Max Schubel founded Opus One with the objective of issuing recordings
of the richly diverse works of living American composers. His own Third
Quartet is on Opus One CD151. This present assemblage represents challenging
listening.
Rosner is at his most prickly in the Fourth Quartet with
his accustomed fastidious expression and tragic inclination here magnified
by highly intense drama. This piece ties in with his much later opera
Chronicle of Nine. Stylistic alliances flit briefly across the
auditory horizon: Shostakovich in his later quartets, Bartók
and even RVW’s Tallis. The Trimble work has a much higher
incidence of dissonance than the Rosner. A pupil of Copland, Honegger
and Milhaud he seems to have gone down the road of Copland’s Piano
Fantasy. An intriguing piece but decidedly thorny.
Ohio-born Irwin Swack was a name completely unknown to me.
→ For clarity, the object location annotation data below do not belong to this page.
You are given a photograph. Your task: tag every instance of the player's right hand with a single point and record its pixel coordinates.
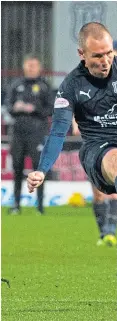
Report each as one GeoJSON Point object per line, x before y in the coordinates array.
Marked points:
{"type": "Point", "coordinates": [34, 180]}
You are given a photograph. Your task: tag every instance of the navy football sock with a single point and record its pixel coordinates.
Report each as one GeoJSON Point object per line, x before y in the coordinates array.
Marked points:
{"type": "Point", "coordinates": [116, 184]}
{"type": "Point", "coordinates": [113, 216]}
{"type": "Point", "coordinates": [101, 214]}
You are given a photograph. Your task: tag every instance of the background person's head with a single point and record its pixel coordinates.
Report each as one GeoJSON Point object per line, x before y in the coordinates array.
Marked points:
{"type": "Point", "coordinates": [96, 49]}
{"type": "Point", "coordinates": [115, 47]}
{"type": "Point", "coordinates": [31, 66]}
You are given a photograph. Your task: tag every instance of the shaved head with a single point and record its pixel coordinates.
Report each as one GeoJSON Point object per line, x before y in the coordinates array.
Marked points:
{"type": "Point", "coordinates": [95, 30]}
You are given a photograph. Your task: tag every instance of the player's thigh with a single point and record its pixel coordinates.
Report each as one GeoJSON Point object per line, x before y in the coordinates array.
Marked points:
{"type": "Point", "coordinates": [109, 165]}
{"type": "Point", "coordinates": [17, 151]}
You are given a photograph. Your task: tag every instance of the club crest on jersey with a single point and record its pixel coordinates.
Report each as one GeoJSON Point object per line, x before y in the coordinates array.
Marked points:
{"type": "Point", "coordinates": [35, 88]}
{"type": "Point", "coordinates": [61, 103]}
{"type": "Point", "coordinates": [114, 84]}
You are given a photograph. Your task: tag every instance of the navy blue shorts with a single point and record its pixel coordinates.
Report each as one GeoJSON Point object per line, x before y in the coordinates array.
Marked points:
{"type": "Point", "coordinates": [91, 155]}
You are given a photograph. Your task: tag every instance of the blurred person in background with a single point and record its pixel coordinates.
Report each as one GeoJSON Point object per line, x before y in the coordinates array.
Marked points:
{"type": "Point", "coordinates": [104, 206]}
{"type": "Point", "coordinates": [29, 102]}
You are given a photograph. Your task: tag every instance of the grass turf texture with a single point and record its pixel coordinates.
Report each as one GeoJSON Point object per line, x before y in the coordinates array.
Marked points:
{"type": "Point", "coordinates": [55, 269]}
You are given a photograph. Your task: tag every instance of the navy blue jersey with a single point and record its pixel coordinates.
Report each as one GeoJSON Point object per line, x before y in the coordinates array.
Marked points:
{"type": "Point", "coordinates": [93, 102]}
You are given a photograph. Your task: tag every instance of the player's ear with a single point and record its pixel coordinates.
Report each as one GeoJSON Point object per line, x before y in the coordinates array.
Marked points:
{"type": "Point", "coordinates": [80, 53]}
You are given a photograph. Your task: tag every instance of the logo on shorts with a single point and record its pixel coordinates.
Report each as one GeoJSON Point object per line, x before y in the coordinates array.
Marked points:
{"type": "Point", "coordinates": [114, 84]}
{"type": "Point", "coordinates": [61, 103]}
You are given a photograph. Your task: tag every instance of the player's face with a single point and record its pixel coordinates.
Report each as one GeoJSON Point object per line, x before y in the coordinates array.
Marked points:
{"type": "Point", "coordinates": [31, 68]}
{"type": "Point", "coordinates": [98, 55]}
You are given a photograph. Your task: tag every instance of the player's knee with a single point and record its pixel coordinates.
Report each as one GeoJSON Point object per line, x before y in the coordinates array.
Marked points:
{"type": "Point", "coordinates": [109, 165]}
{"type": "Point", "coordinates": [98, 196]}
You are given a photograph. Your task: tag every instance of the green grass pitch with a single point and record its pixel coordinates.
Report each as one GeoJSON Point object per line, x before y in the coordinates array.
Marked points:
{"type": "Point", "coordinates": [56, 271]}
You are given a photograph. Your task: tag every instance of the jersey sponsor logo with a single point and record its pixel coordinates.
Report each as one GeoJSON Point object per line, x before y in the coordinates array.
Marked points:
{"type": "Point", "coordinates": [61, 103]}
{"type": "Point", "coordinates": [20, 88]}
{"type": "Point", "coordinates": [86, 94]}
{"type": "Point", "coordinates": [35, 88]}
{"type": "Point", "coordinates": [103, 145]}
{"type": "Point", "coordinates": [114, 84]}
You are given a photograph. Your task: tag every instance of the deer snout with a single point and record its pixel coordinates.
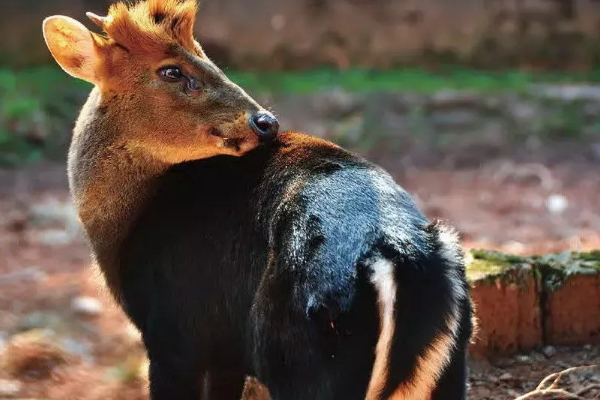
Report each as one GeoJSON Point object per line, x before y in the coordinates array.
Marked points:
{"type": "Point", "coordinates": [265, 125]}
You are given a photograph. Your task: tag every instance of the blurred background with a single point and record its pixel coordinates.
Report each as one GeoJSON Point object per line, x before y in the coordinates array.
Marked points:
{"type": "Point", "coordinates": [486, 110]}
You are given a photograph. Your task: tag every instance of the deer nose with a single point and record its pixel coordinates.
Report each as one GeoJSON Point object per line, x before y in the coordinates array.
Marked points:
{"type": "Point", "coordinates": [265, 125]}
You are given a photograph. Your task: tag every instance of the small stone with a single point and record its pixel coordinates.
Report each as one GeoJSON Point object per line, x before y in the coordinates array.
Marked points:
{"type": "Point", "coordinates": [523, 359]}
{"type": "Point", "coordinates": [507, 376]}
{"type": "Point", "coordinates": [556, 204]}
{"type": "Point", "coordinates": [87, 306]}
{"type": "Point", "coordinates": [9, 388]}
{"type": "Point", "coordinates": [44, 322]}
{"type": "Point", "coordinates": [549, 351]}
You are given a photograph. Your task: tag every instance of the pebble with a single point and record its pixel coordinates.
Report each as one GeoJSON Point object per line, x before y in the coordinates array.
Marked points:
{"type": "Point", "coordinates": [556, 204]}
{"type": "Point", "coordinates": [549, 351]}
{"type": "Point", "coordinates": [507, 376]}
{"type": "Point", "coordinates": [87, 306]}
{"type": "Point", "coordinates": [9, 388]}
{"type": "Point", "coordinates": [523, 359]}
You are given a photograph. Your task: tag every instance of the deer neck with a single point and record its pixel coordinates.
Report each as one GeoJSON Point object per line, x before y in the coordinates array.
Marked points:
{"type": "Point", "coordinates": [110, 183]}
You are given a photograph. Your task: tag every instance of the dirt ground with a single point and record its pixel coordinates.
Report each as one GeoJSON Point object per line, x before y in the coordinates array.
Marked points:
{"type": "Point", "coordinates": [61, 336]}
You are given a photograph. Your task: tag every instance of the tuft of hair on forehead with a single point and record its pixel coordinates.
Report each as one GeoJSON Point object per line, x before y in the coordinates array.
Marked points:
{"type": "Point", "coordinates": [152, 25]}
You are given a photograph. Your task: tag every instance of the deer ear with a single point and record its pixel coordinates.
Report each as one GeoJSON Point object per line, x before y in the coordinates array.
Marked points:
{"type": "Point", "coordinates": [73, 47]}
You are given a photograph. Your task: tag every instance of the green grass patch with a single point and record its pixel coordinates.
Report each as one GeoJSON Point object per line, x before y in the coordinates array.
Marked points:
{"type": "Point", "coordinates": [38, 107]}
{"type": "Point", "coordinates": [410, 80]}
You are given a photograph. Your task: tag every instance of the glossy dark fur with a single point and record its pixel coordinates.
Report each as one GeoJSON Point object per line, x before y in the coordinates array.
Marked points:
{"type": "Point", "coordinates": [260, 265]}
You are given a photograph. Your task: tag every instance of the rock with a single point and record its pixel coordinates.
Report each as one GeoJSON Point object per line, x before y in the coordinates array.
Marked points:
{"type": "Point", "coordinates": [77, 348]}
{"type": "Point", "coordinates": [456, 118]}
{"type": "Point", "coordinates": [556, 204]}
{"type": "Point", "coordinates": [568, 93]}
{"type": "Point", "coordinates": [507, 376]}
{"type": "Point", "coordinates": [46, 322]}
{"type": "Point", "coordinates": [53, 211]}
{"type": "Point", "coordinates": [9, 388]}
{"type": "Point", "coordinates": [452, 99]}
{"type": "Point", "coordinates": [523, 359]}
{"type": "Point", "coordinates": [87, 306]}
{"type": "Point", "coordinates": [32, 355]}
{"type": "Point", "coordinates": [26, 274]}
{"type": "Point", "coordinates": [54, 237]}
{"type": "Point", "coordinates": [549, 351]}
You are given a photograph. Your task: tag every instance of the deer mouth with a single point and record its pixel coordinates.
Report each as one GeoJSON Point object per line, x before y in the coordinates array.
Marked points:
{"type": "Point", "coordinates": [216, 132]}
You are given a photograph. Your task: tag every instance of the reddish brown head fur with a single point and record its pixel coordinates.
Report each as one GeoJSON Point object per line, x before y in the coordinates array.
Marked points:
{"type": "Point", "coordinates": [202, 114]}
{"type": "Point", "coordinates": [139, 119]}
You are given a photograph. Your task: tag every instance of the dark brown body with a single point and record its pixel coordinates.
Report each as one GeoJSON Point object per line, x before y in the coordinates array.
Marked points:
{"type": "Point", "coordinates": [239, 266]}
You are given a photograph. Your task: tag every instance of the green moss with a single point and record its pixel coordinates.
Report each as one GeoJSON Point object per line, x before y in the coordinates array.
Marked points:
{"type": "Point", "coordinates": [557, 268]}
{"type": "Point", "coordinates": [488, 265]}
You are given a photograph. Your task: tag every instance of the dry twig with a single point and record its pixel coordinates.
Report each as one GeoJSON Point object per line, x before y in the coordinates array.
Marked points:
{"type": "Point", "coordinates": [548, 387]}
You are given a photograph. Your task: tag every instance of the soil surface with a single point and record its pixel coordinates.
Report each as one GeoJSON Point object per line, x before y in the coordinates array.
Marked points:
{"type": "Point", "coordinates": [62, 337]}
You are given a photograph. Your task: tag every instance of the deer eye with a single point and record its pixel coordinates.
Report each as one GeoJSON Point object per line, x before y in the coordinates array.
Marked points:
{"type": "Point", "coordinates": [171, 74]}
{"type": "Point", "coordinates": [194, 85]}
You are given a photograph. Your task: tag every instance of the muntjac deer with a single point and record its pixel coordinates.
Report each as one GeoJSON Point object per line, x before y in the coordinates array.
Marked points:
{"type": "Point", "coordinates": [237, 250]}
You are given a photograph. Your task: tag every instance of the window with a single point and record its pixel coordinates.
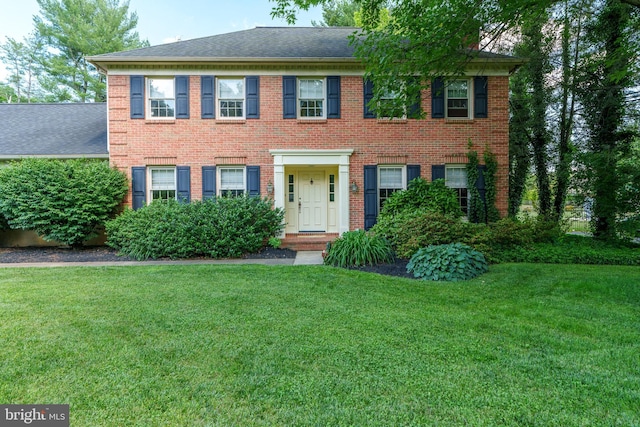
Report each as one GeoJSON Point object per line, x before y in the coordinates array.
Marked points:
{"type": "Point", "coordinates": [311, 98]}
{"type": "Point", "coordinates": [232, 181]}
{"type": "Point", "coordinates": [231, 98]}
{"type": "Point", "coordinates": [163, 183]}
{"type": "Point", "coordinates": [162, 101]}
{"type": "Point", "coordinates": [390, 180]}
{"type": "Point", "coordinates": [456, 178]}
{"type": "Point", "coordinates": [457, 92]}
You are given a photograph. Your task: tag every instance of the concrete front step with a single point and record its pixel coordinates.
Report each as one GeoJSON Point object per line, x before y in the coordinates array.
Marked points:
{"type": "Point", "coordinates": [308, 241]}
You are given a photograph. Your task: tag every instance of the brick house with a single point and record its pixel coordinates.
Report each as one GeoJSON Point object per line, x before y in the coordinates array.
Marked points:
{"type": "Point", "coordinates": [282, 112]}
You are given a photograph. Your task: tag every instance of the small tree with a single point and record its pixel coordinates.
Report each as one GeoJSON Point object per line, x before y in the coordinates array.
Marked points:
{"type": "Point", "coordinates": [64, 201]}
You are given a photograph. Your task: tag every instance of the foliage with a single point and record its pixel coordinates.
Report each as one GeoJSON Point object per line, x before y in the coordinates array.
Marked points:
{"type": "Point", "coordinates": [477, 211]}
{"type": "Point", "coordinates": [410, 230]}
{"type": "Point", "coordinates": [75, 29]}
{"type": "Point", "coordinates": [64, 201]}
{"type": "Point", "coordinates": [451, 262]}
{"type": "Point", "coordinates": [358, 248]}
{"type": "Point", "coordinates": [226, 227]}
{"type": "Point", "coordinates": [420, 194]}
{"type": "Point", "coordinates": [491, 189]}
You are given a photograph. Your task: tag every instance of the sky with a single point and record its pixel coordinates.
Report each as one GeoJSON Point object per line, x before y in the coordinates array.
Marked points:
{"type": "Point", "coordinates": [165, 21]}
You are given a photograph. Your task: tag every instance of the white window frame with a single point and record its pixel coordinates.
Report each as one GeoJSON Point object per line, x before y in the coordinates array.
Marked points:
{"type": "Point", "coordinates": [220, 99]}
{"type": "Point", "coordinates": [403, 172]}
{"type": "Point", "coordinates": [153, 187]}
{"type": "Point", "coordinates": [458, 186]}
{"type": "Point", "coordinates": [468, 98]}
{"type": "Point", "coordinates": [224, 188]}
{"type": "Point", "coordinates": [149, 100]}
{"type": "Point", "coordinates": [300, 99]}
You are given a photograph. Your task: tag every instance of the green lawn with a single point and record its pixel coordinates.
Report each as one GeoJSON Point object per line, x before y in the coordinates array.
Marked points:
{"type": "Point", "coordinates": [220, 345]}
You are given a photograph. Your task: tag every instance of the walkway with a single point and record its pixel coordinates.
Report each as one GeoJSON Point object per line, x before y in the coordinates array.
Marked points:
{"type": "Point", "coordinates": [302, 258]}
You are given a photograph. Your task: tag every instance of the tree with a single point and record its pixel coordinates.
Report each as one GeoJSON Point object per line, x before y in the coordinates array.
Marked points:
{"type": "Point", "coordinates": [24, 64]}
{"type": "Point", "coordinates": [75, 29]}
{"type": "Point", "coordinates": [338, 13]}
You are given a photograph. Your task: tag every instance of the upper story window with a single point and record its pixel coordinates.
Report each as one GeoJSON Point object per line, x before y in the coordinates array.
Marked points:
{"type": "Point", "coordinates": [231, 98]}
{"type": "Point", "coordinates": [163, 183]}
{"type": "Point", "coordinates": [390, 180]}
{"type": "Point", "coordinates": [456, 178]}
{"type": "Point", "coordinates": [232, 181]}
{"type": "Point", "coordinates": [311, 98]}
{"type": "Point", "coordinates": [457, 94]}
{"type": "Point", "coordinates": [161, 97]}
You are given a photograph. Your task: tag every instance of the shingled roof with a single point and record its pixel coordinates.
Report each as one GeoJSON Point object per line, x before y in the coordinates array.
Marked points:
{"type": "Point", "coordinates": [257, 43]}
{"type": "Point", "coordinates": [53, 130]}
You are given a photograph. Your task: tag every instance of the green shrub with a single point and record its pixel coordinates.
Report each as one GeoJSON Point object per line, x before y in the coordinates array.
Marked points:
{"type": "Point", "coordinates": [63, 201]}
{"type": "Point", "coordinates": [358, 248]}
{"type": "Point", "coordinates": [409, 231]}
{"type": "Point", "coordinates": [420, 194]}
{"type": "Point", "coordinates": [451, 262]}
{"type": "Point", "coordinates": [220, 228]}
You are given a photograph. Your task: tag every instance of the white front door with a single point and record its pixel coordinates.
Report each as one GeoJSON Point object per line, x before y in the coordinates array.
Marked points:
{"type": "Point", "coordinates": [312, 202]}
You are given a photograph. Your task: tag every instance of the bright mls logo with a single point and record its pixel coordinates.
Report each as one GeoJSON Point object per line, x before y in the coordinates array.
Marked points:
{"type": "Point", "coordinates": [34, 415]}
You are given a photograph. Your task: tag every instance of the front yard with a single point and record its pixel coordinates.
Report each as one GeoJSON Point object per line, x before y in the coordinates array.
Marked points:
{"type": "Point", "coordinates": [209, 345]}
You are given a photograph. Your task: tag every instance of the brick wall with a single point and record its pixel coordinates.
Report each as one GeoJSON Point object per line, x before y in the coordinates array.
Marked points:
{"type": "Point", "coordinates": [197, 142]}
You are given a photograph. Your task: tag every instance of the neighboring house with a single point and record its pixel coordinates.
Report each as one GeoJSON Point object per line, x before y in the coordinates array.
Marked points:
{"type": "Point", "coordinates": [282, 112]}
{"type": "Point", "coordinates": [59, 131]}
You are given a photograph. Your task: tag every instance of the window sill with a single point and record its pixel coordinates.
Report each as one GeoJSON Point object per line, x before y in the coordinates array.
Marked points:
{"type": "Point", "coordinates": [231, 121]}
{"type": "Point", "coordinates": [160, 121]}
{"type": "Point", "coordinates": [393, 121]}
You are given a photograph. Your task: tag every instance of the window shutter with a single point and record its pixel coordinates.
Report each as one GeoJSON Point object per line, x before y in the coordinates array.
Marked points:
{"type": "Point", "coordinates": [253, 97]}
{"type": "Point", "coordinates": [437, 172]}
{"type": "Point", "coordinates": [208, 182]}
{"type": "Point", "coordinates": [289, 97]}
{"type": "Point", "coordinates": [369, 113]}
{"type": "Point", "coordinates": [437, 98]}
{"type": "Point", "coordinates": [136, 84]}
{"type": "Point", "coordinates": [370, 196]}
{"type": "Point", "coordinates": [413, 172]}
{"type": "Point", "coordinates": [207, 97]}
{"type": "Point", "coordinates": [414, 110]}
{"type": "Point", "coordinates": [333, 97]}
{"type": "Point", "coordinates": [183, 174]}
{"type": "Point", "coordinates": [253, 180]}
{"type": "Point", "coordinates": [138, 186]}
{"type": "Point", "coordinates": [480, 98]}
{"type": "Point", "coordinates": [182, 97]}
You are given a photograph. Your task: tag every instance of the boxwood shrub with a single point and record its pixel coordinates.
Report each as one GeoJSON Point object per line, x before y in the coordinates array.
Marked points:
{"type": "Point", "coordinates": [220, 228]}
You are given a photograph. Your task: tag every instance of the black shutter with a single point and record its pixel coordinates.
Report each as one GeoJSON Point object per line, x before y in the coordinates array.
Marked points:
{"type": "Point", "coordinates": [333, 97]}
{"type": "Point", "coordinates": [480, 98]}
{"type": "Point", "coordinates": [413, 171]}
{"type": "Point", "coordinates": [208, 182]}
{"type": "Point", "coordinates": [207, 97]}
{"type": "Point", "coordinates": [369, 112]}
{"type": "Point", "coordinates": [370, 196]}
{"type": "Point", "coordinates": [437, 98]}
{"type": "Point", "coordinates": [183, 177]}
{"type": "Point", "coordinates": [289, 97]}
{"type": "Point", "coordinates": [253, 97]}
{"type": "Point", "coordinates": [182, 97]}
{"type": "Point", "coordinates": [437, 172]}
{"type": "Point", "coordinates": [253, 180]}
{"type": "Point", "coordinates": [138, 186]}
{"type": "Point", "coordinates": [136, 84]}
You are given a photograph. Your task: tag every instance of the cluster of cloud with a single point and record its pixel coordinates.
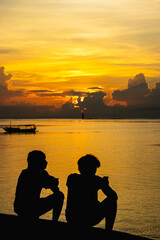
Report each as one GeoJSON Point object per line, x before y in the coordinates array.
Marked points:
{"type": "Point", "coordinates": [93, 101]}
{"type": "Point", "coordinates": [5, 93]}
{"type": "Point", "coordinates": [138, 94]}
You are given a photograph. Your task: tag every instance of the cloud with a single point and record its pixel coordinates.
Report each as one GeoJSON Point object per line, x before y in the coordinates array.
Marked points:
{"type": "Point", "coordinates": [138, 93]}
{"type": "Point", "coordinates": [5, 94]}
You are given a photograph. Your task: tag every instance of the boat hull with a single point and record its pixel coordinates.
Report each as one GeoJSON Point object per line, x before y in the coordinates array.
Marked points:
{"type": "Point", "coordinates": [19, 130]}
A
pupil of Vittorio Giannini (always a promising connection) he seems
to have been drawn to the music of Shostakovich and Bartók. These
voices and the deftly astringent lyricism of the Berg Violin Concerto
have each infused the horizontal and vertical grid of this music. He
is most assuredly of a romantic inclination and I will continue to look
out for his name.. There are three other quartets, Psalm VIII for
tenor and string orchestra, two symphonies and a Fantaisie Concertante
for string orchestra. While his ideas are not, on this evidence,
indelible he promises much.
Each of the three works are performed by a different quartet and,
apropos of nothing apart from an additional nugget of background, each
of the quartets is all-female.
The curious should note that the first trio of quartets was issued on
Opus One CD105 with music by Laurie Macgregor, Richard Samuel and Eliot
Sokolov. The Hampshire Quartet recorded all three.
De rigueur listening for twentieth century quartet specialists.
Impressive for the gritty Rosner and the promising Swack.